Verbesserung der Primärversorgung von älteren PatientInnen mit Schwindel und Gleichgewichtsproblemen

Hintergrund und Inhalt des Projekts

Implementierung eines evidenzbasierten Versorgungspfades für ältere PatientInnen mit Schwindel und Gleichgewichtsproblemen in der Primärversorgung

Viele ältere Menschen leiden unter Schwindel und Gleichgewichtsstörungen. Dies hat Auswirkungen auf ihren Alltag, insbesondere auf die Mobilität und soziale Teilhabe. Die TH Rosenheim ist Mitglied im Münchner Netzwerk Versorgungsforschung (MobilE-NET), einer Forschungsplattform, die vom Bundesministerium für Bildung und Forschung und an dem 16 Partnern aus Hochschule, Versorgungspraxis, Kostenträgern und Behörden beteiligt sind. In den vergangenen drei Jahren wurde an der TH Rosenheim ein Versorgungspfad entwickelt und pilotiert (Teilprojekt MobilE-PHY 1), der einerseits die Situation der Betroffenen, andererseits bestehendes Wissen und Evidenz verbessern soll, damit Behandlungsverläufe für Patientinnen und Patienten in der Anwendung optimiert werden. Versorgungspfade beinhalten die entscheidenden diagnostischen und therapeutischen Leistungen in zeitlicher Abfolge – unabhängig vom jeweils zuständigen Sektor (Arzt- oder Physiotherapiepraxis, Pflegedienst u.w.). Sie orientieren sich an lokalen Gegebenheiten und haben das Potenzial, Behandlungsfehler zu vermeiden, das Behandlungsergebnis für den Patienten zu verbessern und die Effizienz für das Gesundheitssystem zu erhöhen.

Projektziel

Im Folgeprojekt „Implementierung eines evidenzbasierten Versorgungspfades für ältere PatientInnen mit Schwindel und Gleichgewichtsproblemen in der Primärversorgung“ (MobilE-PHY 2) soll dieser Versorgungspfad nun in der breiten Anwendung erprobt und auf Effektivität und Sicherheit mittels einer cluster-randomisierten kontrollierten Studie geprüft werden.

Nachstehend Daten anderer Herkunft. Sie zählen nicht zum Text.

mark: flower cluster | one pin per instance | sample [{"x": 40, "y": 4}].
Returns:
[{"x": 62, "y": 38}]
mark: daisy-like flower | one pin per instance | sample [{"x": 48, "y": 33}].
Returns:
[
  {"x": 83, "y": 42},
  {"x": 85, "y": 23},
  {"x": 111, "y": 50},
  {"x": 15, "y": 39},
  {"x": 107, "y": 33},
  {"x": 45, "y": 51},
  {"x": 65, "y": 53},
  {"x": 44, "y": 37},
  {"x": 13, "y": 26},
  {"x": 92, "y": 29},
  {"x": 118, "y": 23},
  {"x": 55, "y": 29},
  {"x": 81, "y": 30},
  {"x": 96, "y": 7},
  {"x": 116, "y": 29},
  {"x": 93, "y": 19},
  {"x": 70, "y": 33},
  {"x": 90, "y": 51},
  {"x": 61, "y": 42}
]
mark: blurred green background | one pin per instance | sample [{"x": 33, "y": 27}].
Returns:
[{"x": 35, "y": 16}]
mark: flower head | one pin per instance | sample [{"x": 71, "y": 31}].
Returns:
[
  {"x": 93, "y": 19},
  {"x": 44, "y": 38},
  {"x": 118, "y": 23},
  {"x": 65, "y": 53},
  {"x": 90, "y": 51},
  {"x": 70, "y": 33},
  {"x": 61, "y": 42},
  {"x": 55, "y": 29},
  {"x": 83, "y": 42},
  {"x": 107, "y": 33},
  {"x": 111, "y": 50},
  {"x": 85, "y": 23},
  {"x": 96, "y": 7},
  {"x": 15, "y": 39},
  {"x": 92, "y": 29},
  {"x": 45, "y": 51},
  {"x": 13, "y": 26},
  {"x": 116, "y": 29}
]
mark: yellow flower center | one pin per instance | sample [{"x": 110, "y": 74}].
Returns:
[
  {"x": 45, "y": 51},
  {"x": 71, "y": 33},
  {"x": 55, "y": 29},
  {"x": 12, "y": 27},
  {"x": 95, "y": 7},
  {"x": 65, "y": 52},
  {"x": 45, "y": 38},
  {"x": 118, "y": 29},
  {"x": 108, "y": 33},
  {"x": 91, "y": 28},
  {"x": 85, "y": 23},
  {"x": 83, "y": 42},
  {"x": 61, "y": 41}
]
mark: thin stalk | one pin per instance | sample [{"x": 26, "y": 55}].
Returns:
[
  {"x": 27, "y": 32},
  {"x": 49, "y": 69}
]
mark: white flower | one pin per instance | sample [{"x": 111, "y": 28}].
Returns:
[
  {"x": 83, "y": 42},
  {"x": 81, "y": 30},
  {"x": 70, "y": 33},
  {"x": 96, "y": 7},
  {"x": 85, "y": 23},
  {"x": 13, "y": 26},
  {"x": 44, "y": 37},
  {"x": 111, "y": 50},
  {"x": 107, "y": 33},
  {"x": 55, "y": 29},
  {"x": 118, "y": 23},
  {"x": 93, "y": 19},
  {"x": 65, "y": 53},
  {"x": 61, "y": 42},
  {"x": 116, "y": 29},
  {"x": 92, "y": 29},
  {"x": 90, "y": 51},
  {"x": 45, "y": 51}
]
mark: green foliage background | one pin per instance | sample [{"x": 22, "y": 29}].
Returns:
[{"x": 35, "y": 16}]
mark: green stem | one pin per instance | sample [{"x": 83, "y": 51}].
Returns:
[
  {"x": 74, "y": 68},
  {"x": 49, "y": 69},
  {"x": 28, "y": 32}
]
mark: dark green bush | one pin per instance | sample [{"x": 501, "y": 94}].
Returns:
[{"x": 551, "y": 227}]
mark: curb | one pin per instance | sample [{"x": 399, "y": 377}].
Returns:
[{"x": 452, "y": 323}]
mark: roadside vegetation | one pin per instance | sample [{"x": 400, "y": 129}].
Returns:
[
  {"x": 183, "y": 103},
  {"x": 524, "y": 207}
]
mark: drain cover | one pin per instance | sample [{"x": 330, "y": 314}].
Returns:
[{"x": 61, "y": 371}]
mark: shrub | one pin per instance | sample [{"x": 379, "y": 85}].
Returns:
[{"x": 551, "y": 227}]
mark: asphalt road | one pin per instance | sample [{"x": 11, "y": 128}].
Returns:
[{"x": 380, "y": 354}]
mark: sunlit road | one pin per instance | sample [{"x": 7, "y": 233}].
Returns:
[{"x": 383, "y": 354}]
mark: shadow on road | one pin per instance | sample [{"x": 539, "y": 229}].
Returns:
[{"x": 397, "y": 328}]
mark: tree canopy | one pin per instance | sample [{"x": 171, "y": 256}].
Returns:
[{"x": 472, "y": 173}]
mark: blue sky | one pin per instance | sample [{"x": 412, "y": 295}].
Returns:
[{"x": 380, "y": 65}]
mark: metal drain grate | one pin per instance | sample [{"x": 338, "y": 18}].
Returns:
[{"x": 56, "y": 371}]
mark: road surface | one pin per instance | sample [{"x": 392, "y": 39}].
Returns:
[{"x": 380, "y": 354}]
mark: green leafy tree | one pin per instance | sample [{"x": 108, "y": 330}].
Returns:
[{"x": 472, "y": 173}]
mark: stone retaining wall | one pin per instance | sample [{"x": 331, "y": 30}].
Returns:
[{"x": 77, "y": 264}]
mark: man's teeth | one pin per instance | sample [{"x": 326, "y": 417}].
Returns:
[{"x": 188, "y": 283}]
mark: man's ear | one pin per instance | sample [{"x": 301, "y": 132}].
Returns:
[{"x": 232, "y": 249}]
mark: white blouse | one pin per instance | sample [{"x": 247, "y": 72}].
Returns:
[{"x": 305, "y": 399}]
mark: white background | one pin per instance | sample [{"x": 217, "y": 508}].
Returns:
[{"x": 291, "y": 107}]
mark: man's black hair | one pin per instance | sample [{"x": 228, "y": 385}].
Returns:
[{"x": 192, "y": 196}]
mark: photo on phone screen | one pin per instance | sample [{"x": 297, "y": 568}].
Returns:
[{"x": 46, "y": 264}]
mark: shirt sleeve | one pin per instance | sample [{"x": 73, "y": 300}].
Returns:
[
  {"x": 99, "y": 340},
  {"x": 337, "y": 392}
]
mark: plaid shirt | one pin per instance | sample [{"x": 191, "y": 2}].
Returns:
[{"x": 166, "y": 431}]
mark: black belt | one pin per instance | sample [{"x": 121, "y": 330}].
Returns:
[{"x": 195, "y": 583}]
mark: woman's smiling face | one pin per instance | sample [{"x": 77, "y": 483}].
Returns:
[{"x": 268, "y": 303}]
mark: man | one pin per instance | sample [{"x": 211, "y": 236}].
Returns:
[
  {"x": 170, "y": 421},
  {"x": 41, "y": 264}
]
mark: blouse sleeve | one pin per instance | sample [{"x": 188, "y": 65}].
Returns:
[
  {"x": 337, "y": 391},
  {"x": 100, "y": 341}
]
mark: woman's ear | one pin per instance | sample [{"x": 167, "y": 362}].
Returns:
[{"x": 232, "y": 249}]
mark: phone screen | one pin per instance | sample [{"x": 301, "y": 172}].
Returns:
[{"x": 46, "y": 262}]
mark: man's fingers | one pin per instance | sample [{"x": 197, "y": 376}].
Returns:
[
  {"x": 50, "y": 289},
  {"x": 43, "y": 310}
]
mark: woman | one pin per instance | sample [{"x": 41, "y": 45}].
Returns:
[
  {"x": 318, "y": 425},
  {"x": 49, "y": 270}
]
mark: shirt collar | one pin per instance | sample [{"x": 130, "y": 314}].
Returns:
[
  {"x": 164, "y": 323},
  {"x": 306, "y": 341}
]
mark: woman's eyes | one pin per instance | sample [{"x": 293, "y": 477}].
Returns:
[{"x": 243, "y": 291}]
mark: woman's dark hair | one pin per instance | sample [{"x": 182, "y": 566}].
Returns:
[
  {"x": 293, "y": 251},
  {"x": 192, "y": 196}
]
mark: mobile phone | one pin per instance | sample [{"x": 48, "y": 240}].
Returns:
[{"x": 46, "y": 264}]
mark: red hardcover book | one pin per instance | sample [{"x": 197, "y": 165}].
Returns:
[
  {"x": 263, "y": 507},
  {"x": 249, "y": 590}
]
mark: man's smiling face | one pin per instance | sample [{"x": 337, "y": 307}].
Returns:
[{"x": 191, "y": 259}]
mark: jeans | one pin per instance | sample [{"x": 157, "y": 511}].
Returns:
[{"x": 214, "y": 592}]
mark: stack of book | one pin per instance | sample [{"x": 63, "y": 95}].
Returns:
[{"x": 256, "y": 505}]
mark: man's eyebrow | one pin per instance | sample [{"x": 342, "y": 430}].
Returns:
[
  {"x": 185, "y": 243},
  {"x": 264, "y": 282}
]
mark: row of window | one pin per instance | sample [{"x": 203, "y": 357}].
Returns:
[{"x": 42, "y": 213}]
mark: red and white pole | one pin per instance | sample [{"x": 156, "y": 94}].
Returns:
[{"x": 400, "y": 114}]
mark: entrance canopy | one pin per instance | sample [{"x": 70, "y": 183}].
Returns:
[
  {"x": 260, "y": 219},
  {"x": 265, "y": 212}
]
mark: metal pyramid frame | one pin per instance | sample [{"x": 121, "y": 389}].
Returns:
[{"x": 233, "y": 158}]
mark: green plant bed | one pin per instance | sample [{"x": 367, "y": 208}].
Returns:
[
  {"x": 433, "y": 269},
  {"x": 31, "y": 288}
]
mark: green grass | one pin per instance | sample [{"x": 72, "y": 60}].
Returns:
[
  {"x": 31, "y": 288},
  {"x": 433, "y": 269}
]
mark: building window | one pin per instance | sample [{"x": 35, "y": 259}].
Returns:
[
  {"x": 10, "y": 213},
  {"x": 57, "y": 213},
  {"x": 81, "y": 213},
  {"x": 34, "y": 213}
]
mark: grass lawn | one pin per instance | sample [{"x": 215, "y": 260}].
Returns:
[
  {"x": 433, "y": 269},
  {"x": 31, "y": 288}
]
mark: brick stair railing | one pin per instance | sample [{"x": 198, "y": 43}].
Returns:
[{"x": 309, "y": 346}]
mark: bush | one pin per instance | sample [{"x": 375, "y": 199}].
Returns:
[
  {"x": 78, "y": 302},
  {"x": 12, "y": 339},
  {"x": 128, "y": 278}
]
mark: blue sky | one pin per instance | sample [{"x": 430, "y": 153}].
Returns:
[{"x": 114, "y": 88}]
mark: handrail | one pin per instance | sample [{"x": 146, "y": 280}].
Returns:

Herausforderung und Innovation

Basierend auf den Ergebnissen der Untersuchung soll zukünftig die Regelversorgung von PatientInnen mit Schwindel und Gleichgewichtsstörungen optimiert werden. Für die Hochschule Rosenheim und die Fakultät GSW bietet die Beteiligung die Chance, sich auf dem dynamischen Feld der Versorgungsforschung zu positionieren und sowohl aktiv die gesundheitliche Versorgung der Bevölkerung zu verbessern, als auch das Thema „Soziale Teilhabe“ in der Lehre im Bereich Gesundheit am aktuellen Stand der Forschung auszurichten.